Через неделю директриса и Мали стали подругами. Вот тогда-то Мали и рассказала ей о визите Тани.
— Эту дружбу надо прекратить, — жестко постановила директриса. — Зайди ко мне в пятницу, решим этот вопрос. Мне эта Маркова давно не нравится. Видела бы ты ее мамашу! Просто блядь какая-то.
Видеть директрису Мали вовсе не хотелось. Еще меньше ей хотелось просить посадить рядом с Любовью Зиночку Головлеву. Об этом попросил Юцер, а Мали чувствовала опасность в имени девочки, которую не знала. Это имя пахло подвохом и призывало к бдительности.
— Ее папа — важный чин в ЦК, — сказал Юцер. — При этом — глубоко порядочный человек. А Любови дружба с Зиночкой не помешает. Насколько я знаю, она играет на фортепьяно, обучается языкам и даже балету. У них будут общие интересы.
— Откуда ты так много знаешь про какую-то Зиночку? — удивилась Мали.
— Ну, тогда скажем, что с ее папой я знаком более чем шапочно. Наши дети учатся, как ты сама понимаешь, в одном классе. Да и по долгу службы…
— Но не из-за этого же ты…
— Все! Все! Все! — крикнул Юцер. — Тема закрыта, и больше мы к ней не возвращаемся.

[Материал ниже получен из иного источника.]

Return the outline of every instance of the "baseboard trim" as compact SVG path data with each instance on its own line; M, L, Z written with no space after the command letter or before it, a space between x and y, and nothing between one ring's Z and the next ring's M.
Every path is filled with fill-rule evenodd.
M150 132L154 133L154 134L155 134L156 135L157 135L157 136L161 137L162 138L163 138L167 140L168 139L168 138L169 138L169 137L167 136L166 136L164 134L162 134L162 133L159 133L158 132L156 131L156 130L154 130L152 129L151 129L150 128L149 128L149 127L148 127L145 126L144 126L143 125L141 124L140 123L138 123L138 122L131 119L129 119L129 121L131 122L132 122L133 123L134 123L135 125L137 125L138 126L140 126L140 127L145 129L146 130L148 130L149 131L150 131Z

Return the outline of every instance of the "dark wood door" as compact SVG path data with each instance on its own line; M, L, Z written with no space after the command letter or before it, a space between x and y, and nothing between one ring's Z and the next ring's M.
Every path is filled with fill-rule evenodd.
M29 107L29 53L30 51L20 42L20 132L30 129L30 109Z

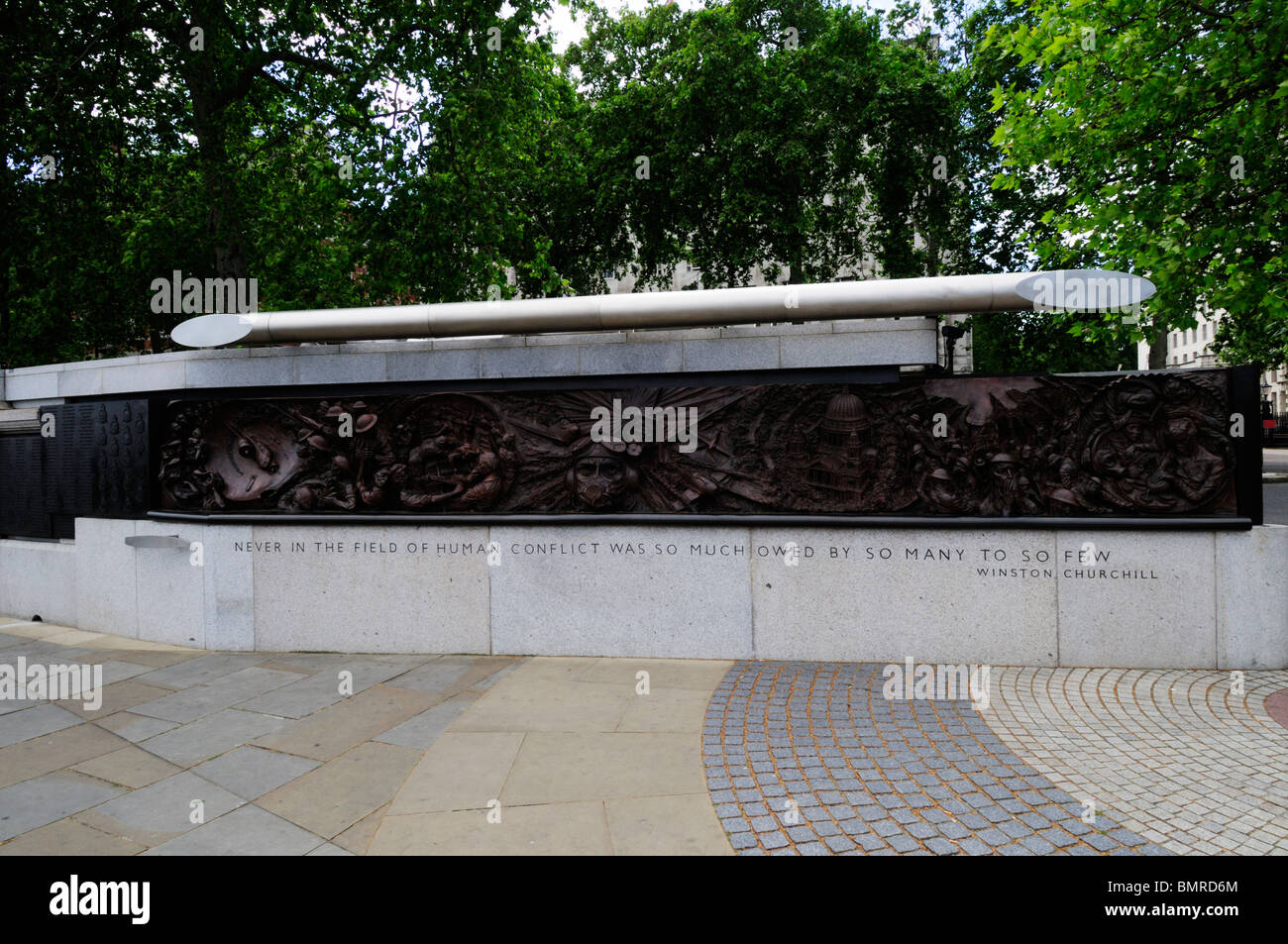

Главная задача ленивых ангелов — оставаться на поверхности. В крайнем случае, они опускаются под воду и дышат через соломинку. Намокшие крылья тянут их ко дну. Господи, какая это тяжесть! А в это время на берегу пересохшей реки стоит верблюд и ждет великана, который пошел добывать себе великаншу. А на краю пустыни стоит великан и ждет, когда придет верблюд с двумя свечами на двух горбах, ибо только тогда можно будет сыграть свадьбу и восстановить Великое Великанье Царство. Да! Они ждут друг друга и никогда не дождутся. А злобный горбатый карлик бегает то к пересохшей реке, то на край пустыни и носит злую весть. «Верблюд погиб, — говорит он Великану, — я сам видел его обглоданный шакалами скелет». А верблюду он говорит: «Великан лежит под большой скалой, и орлы давно склевали мясо с его костей».
Но великан не уходит с места, и верблюд не движется, и так проходит вечность за вечностью.
Спасти великана и верблюда могут только ленивые ангелы. Но они прячутся под водой и дышат через соломинку.
Поводом для более тесного знакомства между Петром Васильевичем Головлевым и Юцером действительно стало то, что их дочери учились в одном классе. Но инициатором разговора был как раз Головлев.